Hätte ich gewusst, dass die Eisenplastik am Gleis 3 vom Bahnhof Luzern von Bernhard Luginbühl stammt, hätte ich vielleicht meinen gestrigen Eintrag anders illustriert. Ich dachte, „Lucerne en recul“ sei ein Werk von Jean Tinguely. Eines besseren belehrt hat mich der neue Kunstführer „Kunst im öffentlichen Raum der Stadt Luzern“.
„Lucerne en recul“ ist ein umkehrbarer Satz, ein Palindrom des Schweizer Künstlers André Thomkins (1930 – 1985). Zusammen mit anderen Künstlern schuf er 1968 Palindrome, die — ausgeführt wie emaillierte Strassenschilder — die Aussenwand des Restaurants von Daniel Spoerri in Düsseldorf angebracht waren. Das Email-Palindrom „Lucerne en recul“ prangt mitten auf Luginbühls Eisenplastik im Luzerner Bahnhof. Es entbehrt nicht einer gewissen Ironie, dass die Übersetzung „Luzern im Rückgang“ heisst — mehr verlochen könnte man Luginbühls Plastik nämlich nicht mehr. Kein Wunder, wird das Werk aus Eisenbahnschrott am Gleis 3 kaum wahrgenommen.
Hand aufs Herz: Haben Sie gewusst, dass auch Luzern einen Luginbühl hat? Haben Sie die Eisenplastik am Gleis 3 schon einmal bewusst wahrgenommen?
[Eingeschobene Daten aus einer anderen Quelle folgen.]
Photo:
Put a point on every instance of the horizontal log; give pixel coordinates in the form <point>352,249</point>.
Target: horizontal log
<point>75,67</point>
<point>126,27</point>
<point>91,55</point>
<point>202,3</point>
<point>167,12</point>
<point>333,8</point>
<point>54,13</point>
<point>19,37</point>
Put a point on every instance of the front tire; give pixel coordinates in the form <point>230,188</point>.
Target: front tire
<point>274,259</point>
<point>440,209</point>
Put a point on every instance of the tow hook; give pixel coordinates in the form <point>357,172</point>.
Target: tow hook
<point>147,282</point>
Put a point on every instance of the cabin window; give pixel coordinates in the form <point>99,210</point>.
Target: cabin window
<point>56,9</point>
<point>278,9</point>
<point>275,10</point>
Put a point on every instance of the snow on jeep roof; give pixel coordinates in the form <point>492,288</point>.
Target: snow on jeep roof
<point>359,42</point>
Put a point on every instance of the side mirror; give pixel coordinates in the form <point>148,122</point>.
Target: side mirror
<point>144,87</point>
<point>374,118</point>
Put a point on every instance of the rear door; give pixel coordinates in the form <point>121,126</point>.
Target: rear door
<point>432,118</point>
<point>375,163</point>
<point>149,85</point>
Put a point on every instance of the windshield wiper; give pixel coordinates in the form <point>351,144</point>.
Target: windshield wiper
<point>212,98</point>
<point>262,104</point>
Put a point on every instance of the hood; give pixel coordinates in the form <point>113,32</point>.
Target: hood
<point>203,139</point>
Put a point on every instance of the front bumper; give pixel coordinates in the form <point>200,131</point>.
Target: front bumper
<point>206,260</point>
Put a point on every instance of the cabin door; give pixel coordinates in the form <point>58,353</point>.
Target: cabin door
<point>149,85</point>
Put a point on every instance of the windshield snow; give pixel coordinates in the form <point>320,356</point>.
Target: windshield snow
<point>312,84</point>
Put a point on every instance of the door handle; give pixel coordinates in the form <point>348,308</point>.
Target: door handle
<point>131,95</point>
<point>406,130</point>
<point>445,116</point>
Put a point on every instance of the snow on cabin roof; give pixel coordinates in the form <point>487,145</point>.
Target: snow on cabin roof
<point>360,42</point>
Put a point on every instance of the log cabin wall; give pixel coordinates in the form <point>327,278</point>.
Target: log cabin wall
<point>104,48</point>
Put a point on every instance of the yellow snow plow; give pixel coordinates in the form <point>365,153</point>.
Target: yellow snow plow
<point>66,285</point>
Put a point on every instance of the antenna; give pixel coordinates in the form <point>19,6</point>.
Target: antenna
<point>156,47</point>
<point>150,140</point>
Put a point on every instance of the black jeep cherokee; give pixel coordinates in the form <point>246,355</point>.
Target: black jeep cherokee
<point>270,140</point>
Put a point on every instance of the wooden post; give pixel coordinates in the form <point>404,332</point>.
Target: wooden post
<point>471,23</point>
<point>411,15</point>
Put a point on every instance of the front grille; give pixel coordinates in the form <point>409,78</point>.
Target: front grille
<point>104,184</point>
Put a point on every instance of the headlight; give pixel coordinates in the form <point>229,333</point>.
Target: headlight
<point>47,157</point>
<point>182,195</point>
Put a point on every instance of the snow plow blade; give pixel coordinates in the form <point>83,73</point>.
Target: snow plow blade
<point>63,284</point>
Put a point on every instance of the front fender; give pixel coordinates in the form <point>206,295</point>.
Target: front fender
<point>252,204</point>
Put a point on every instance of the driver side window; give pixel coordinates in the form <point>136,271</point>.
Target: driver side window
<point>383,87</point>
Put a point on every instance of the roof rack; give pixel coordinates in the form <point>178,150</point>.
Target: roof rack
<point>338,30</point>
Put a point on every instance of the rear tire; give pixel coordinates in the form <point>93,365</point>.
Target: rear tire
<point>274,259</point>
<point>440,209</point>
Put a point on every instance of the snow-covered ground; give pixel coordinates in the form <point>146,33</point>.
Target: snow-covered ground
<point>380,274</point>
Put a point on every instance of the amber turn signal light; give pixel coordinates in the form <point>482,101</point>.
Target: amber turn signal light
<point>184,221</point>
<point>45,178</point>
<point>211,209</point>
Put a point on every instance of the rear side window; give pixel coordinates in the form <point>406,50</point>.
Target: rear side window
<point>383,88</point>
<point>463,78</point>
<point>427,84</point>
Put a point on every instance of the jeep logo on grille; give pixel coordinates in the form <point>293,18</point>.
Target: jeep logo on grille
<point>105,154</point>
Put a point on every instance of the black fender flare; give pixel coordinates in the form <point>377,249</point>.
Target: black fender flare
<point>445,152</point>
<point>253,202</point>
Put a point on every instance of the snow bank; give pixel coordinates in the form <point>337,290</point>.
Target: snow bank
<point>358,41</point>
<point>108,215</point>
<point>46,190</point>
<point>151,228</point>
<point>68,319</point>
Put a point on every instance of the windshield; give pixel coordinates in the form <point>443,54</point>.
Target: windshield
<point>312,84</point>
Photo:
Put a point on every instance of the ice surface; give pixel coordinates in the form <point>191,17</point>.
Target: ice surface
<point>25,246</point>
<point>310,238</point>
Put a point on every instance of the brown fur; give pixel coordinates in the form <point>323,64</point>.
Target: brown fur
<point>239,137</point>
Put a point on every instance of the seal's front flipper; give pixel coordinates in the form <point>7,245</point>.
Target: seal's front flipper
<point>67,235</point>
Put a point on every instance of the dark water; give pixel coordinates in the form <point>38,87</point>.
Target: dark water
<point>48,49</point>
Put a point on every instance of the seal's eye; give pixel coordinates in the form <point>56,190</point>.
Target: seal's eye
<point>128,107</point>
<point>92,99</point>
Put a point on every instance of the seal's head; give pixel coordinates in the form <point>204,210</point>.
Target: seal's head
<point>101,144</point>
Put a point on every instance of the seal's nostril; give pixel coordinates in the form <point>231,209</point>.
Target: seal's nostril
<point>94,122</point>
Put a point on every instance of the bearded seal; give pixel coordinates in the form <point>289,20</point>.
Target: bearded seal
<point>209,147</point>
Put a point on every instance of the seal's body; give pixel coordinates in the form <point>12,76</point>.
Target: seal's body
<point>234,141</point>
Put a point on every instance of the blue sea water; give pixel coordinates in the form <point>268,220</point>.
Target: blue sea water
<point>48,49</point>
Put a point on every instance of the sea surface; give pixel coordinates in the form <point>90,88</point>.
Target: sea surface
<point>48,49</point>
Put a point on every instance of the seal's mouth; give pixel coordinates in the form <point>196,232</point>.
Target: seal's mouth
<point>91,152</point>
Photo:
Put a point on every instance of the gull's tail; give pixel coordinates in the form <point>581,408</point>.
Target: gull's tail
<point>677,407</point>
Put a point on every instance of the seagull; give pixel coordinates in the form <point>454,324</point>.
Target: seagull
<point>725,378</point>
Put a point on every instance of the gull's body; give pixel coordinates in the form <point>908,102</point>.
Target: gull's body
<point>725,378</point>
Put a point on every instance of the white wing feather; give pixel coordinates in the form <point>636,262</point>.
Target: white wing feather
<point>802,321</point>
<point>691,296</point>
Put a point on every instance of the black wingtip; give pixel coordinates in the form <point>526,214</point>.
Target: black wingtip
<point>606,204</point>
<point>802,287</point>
Letzthin habe ich versucht, im Kopf eine Liste mit Kunst im öffentlichen Raum in Luzern zu erstellen. Ich geb’s zu: Obwohl ich mit offenen Augen durch die Welt gehe, war die Liste kurz. Ähnlich ernüchternd fiel der Test mit Luzernkennerin Frau Frogg aus. Machen Sie den Selbsttest: Wie viele öffentliche Kunstwerke können Sie aus dem Stand aufzählen? Auf einem Kunstspaziergang durch die Stadt haben wir den Test noch variiert und uns gefragt: Wo ist das nächste Werk auf unseren Strassen und Plätzen? Und auch dieser Test hat gezeigt: Kunst im öffentlichen Raum nehmen wir einfach als Bestandteil des Raums, aber nicht als Kunst wahr.
Im Fall von Luzern schafft der bereits erwähnte, brandneue Führer „Kunst im öffentlichen Raum der Stadt Luzern“ Abhilfe: „Wir machen das Unsichtbare sichtbar — Kunst im öffentlichen Aussenraum“ heisst es im Vorwort. Der Verein „Kunst animiert Kunstinteresse“ hat in akribischer Kleinarbeit über 500 Werke dokumentiert und im Stadtplan verortet. Der Führer ist in sieben Kapitel eingeteilt: Freistehende Kunstwerke, Brunnen, Fassadenkunstwerke, Fassadenmalerei, Installationen, Gedenksteine und Helgeli sowie schmiedeiserne Schilder. Kunst im öffentlichen Raum ist oft nicht angeschrieben — in diesem Führer kann man jetzt nachsehen, wie ein Werk heisst, wann es entstanden ist und wer es geschaffen hat. Sehr hilfreich!